To optimally choose a reasonable fault tolerance policy together with an appropriate parametrization requires in-depth understanding of the written job, the input data, the underlying distributed processing system, and the specifics of the cluster environment. Usually, system operators have only limited insight into the former aspects, while users are typically less familiar with the latter. This renders the procedure of having an individual fault tolerance policy and parametrization tailored for the requirements and properties of each job practically infeasible. Instead, distributed dataflow systems are currently applying either no fault tolerance at all or a static “one size fits all” configuration for all jobs.
An alternative to the in-depth understanding and hand-tuning of each job is potentially provided by the broad field of machine learning, which allows the distillation of general patterns within datasets of adequate size. Having access to datasets containing information of a variety of jobs together with their outcome (success or failure) allows to search for general patterns that enable an individual fault tolerance policy selection and parametrization.

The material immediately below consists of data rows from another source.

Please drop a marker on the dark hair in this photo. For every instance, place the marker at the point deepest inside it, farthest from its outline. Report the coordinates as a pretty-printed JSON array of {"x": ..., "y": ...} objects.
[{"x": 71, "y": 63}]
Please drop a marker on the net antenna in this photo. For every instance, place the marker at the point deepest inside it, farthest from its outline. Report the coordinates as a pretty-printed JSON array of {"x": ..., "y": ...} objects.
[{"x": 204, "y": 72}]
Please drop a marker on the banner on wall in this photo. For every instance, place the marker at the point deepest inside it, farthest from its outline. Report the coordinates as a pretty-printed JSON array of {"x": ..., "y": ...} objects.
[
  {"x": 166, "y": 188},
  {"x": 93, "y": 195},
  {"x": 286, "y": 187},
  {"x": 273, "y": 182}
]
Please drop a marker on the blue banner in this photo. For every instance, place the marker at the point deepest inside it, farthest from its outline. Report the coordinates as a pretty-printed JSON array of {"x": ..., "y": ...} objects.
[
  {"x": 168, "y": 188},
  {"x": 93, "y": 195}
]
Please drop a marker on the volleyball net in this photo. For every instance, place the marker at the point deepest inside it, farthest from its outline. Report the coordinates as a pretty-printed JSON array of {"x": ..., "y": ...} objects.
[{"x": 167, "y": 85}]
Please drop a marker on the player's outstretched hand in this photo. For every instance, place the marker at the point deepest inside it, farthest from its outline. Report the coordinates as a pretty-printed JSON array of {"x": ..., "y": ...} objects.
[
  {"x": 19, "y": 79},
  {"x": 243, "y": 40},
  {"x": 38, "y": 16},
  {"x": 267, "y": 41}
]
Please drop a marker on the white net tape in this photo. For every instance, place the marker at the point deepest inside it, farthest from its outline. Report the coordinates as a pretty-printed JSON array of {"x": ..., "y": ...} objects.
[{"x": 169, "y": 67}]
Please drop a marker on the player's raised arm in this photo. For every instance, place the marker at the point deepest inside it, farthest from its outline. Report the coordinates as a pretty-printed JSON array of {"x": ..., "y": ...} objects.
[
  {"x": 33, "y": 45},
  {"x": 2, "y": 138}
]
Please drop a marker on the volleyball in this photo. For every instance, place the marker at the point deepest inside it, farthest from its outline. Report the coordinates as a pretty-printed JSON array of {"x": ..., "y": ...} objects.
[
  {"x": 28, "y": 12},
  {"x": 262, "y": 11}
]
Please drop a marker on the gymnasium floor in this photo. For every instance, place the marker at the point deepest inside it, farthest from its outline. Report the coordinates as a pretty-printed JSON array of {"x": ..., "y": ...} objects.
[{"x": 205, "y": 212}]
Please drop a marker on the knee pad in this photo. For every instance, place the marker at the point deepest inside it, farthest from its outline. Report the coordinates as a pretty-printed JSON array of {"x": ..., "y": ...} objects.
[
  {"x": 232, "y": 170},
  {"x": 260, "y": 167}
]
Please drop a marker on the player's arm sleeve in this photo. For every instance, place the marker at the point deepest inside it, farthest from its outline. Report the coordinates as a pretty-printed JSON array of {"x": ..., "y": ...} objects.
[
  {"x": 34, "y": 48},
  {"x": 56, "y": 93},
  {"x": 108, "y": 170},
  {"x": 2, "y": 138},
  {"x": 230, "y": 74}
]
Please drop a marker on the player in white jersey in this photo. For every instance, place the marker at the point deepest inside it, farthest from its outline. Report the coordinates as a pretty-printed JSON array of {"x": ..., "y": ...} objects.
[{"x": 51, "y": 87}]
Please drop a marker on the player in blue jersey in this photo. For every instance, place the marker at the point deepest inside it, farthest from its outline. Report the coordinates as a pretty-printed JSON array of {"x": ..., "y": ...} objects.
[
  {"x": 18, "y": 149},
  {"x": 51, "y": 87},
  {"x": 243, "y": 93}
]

Two questions are of interest for this thesis. First, it should be analyzed whether it is possible to discover general patterns within the configuraton data (requested resources, operators, parallelism, input size etc.) of submitted jobs that indicate a higher probability of failure. Having such knowledge would allow to automatically configure fault tolerance policies for each job before it is executed. Second, an online analysis of the actually consumed metrics and other runtime information can be utilized to make continuous predictions about the outcome of the job (success or failure). This allows to dynamically adjust fault tolerance configurations at runtime in order to react to imminent failures or the absence of those and thus, optimize for former or latter outcome.

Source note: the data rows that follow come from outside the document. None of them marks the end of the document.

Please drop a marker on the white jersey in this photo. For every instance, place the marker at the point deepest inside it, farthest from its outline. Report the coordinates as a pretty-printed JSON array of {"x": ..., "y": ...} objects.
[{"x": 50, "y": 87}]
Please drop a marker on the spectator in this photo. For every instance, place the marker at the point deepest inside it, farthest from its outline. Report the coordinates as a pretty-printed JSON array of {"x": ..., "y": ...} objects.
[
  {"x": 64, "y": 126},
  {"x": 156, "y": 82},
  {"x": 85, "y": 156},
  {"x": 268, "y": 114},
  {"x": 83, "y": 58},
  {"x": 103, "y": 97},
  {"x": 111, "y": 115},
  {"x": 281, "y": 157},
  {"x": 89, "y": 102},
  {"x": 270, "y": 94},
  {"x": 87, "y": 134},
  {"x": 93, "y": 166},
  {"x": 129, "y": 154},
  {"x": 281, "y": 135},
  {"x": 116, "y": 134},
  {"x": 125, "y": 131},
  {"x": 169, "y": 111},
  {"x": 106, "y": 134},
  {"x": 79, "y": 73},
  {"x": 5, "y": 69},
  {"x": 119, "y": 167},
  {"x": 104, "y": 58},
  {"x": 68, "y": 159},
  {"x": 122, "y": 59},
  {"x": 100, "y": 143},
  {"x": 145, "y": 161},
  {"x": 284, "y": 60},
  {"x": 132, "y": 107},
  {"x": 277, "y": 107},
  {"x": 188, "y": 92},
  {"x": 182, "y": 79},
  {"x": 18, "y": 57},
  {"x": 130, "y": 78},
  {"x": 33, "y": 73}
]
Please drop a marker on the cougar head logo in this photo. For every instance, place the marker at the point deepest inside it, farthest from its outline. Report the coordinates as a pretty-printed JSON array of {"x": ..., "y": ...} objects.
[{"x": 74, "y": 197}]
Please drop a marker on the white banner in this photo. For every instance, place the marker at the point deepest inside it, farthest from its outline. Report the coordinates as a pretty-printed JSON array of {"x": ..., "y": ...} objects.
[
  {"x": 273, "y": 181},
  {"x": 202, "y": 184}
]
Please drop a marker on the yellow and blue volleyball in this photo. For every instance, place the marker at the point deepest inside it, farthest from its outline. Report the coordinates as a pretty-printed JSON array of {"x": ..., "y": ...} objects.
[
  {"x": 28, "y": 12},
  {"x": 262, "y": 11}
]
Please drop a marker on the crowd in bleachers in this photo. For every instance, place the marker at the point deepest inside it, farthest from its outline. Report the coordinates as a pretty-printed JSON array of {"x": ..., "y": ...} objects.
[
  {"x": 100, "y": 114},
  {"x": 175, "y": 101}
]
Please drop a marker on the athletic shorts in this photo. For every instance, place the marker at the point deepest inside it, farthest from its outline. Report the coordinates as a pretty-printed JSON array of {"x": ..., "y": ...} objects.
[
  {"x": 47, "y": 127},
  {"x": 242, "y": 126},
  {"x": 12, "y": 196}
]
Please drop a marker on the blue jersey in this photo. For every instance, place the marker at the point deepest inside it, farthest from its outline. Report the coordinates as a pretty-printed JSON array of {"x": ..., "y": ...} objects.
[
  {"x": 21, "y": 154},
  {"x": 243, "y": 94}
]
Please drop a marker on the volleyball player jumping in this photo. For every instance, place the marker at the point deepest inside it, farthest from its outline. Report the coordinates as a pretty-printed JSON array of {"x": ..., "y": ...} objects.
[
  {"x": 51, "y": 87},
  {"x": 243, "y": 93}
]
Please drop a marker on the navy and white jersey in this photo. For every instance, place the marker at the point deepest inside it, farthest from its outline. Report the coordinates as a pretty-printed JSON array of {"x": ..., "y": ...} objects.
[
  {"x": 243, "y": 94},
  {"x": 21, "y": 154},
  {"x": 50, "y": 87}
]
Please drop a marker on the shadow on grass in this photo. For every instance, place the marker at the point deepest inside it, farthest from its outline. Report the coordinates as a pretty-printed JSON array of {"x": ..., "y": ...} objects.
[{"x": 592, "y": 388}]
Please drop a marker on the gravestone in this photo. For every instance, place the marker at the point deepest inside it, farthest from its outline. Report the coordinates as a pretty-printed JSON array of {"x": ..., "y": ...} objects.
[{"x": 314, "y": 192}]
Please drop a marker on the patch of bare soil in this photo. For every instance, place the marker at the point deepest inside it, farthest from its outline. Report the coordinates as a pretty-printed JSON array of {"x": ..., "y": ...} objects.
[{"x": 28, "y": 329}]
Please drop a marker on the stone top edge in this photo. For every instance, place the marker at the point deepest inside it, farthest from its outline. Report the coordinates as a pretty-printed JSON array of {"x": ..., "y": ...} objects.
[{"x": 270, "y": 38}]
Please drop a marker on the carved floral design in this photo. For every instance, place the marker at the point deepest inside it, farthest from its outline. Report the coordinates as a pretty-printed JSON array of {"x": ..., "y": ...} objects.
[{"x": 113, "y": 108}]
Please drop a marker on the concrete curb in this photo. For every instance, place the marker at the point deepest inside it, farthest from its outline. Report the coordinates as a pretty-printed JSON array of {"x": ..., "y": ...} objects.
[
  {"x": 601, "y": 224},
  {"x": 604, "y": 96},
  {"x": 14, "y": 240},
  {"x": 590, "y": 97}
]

Specifically, this thesis will analys three publicly available datasets from Google Cloud , CMU OpenCloud , and Alibaba . First, the applicability for the above described use cases should be verified. Next, concrete modelling approaches should be designed and verified based on the selected dataset(s). Hereby, the solutions also need to consider the overhead of running predictions and compare this to the time saved for recovering from failures and to the benefits that come from a dynamic parameterization compared to a static approach. A literature research on currently adaptive fault tolerance for distributed dataflow systems is also required.